Perhaps it's for this reason that no one should be surprised that petrichor comes not from the heady language of the poets, but from the practical world of science. It was coined by Australian scientists Isabel (Joy) Bear and Richard Thomas. Its first known print appearance is in Bear and Thomas's article "Nature of Argillaceous Odour," published in the March 7, 1964 issue of the journal Nature (and residing now firmly behind a paywall). In Howard Poynton's discussion of the article in The Conversation, the author describes how Bear and Thomas discovered a yellowish oil that was trapped in rocks and soil exposed to warm, dry conditions, and that when released was responsible for the smell; Poynton quotes from their article: "The diverse nature of the host materials has led us to propose the name 'petrichor' for this apparently unique odour which can be regarded as an 'ichor' or 'tenuous essence' derived from rock or stone."* Poynton reports that Bear and Thomas also use the word petrichor to refer to the oil itself.
We of course enter many words that are mostly restricted in use to scientific contexts, and petrichor has a good chance of joining that league. But petrichor scientists (petrichorologists?) aren't publishing much, so it'll take some time. The general public—which is clearly charmed by the word—could do a lot to help its cause. We'll be watching.

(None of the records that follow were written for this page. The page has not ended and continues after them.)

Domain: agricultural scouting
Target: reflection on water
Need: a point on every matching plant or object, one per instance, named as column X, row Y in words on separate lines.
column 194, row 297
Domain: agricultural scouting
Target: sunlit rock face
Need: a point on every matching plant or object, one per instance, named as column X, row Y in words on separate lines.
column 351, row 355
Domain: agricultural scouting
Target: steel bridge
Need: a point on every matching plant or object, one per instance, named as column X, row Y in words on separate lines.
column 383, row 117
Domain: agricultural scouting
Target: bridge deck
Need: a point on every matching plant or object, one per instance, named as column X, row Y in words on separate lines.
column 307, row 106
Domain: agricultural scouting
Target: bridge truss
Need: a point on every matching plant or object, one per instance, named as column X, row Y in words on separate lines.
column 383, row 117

*A query to our etymologist about the roots of this word provided us with the following, which was too interesting to keep to ourselves:
"The word pétra means "rock, stone" in Greek. The word íchōr is defined by Liddell and Scott as "the watery part of animal juices"; it is applied by Greek medical writers to blood serum, gall, or serous discharge of a wound, more generally by others to whey or the juice of underdone meat. Aeschylus appears to use it to mean simply "blood." In a well-known passage in the Iliad (5.339-42), the goddess Aphrodite is wounded in the wrist by the Greek warrior Diomedes, and "the immortal blood of the goddess flows." The poem then goes on to explain that this substance is "íchōr, such as flows in the blessed gods. For they do not eat grain, or drink sparkling wine—that is why they are bloodless and are called undying." Based on these lines, "ichor" has become a staple of Greek mythology, though some later commentators believe they are an interpolation in the Homeric text based on post-Homeric religious and philosophical concepts. In any event, “ethereal fluid taking the place of blood in the veins of the ancient Greek gods” as the Merriam-Webster online dictionary defines it, is now an accepted meaning of ichor in English."